According to the World Federation of Advertisers, a trade body that covers 90% of the world’s advertising spending, almost one third of the world’s biggest brands will temporarily suspend spending on social media or are considering doing so, in response to how platforms such as Facebook, Snapchat and Twitter handle racial intolerance and hate speech.
The boycott marks a shift in the advertising industry and reflects the concerns of consumers and social media users.
The poll covered 58 WFA members responsible for more than $90bn of ad spending worldwide, and include big-name advertisers like Unilever, Verizon, Adidas, Starbucks, Coca-Cola, Ford and HP, among countless other SMEs, who have all paused spending on their social media spending in order to encourage positive change in the industry.
The boycott marks a shift in the advertising industry and reflects the concerns of consumers and social media users. Brands are demanding fundamental changes from social media platforms and more control over where their advertising is placed.
This temporary, one-month boycott is a powerful message that is hoped to have a significant effect on the paid media industry, in the long terms. Platforms such as Facebook have already committed to reviewing how well they protect brands from being placed alongside harmful content, and others are expected to follow suit.

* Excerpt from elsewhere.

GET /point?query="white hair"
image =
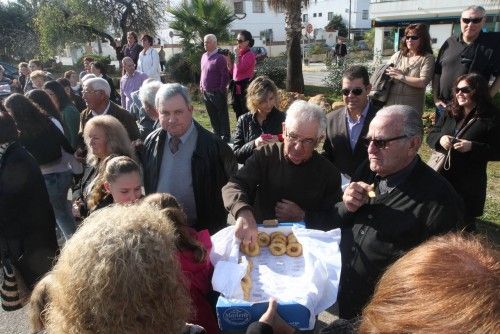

This poll from the WFA has shown that companies and consumers are no longer willing to tolerate a reactive approach to the placement of ads.
As one the largest and most powerful marketing tools there is, social media is going to remain an integral part of any brand’s marketing strategy. But this poll from the WFA has shown that companies and consumers are no longer willing to tolerate a reactive approach to the placement of ads. The survey signals an important change in attitude towards a proactive and intentional approach to social media marketing.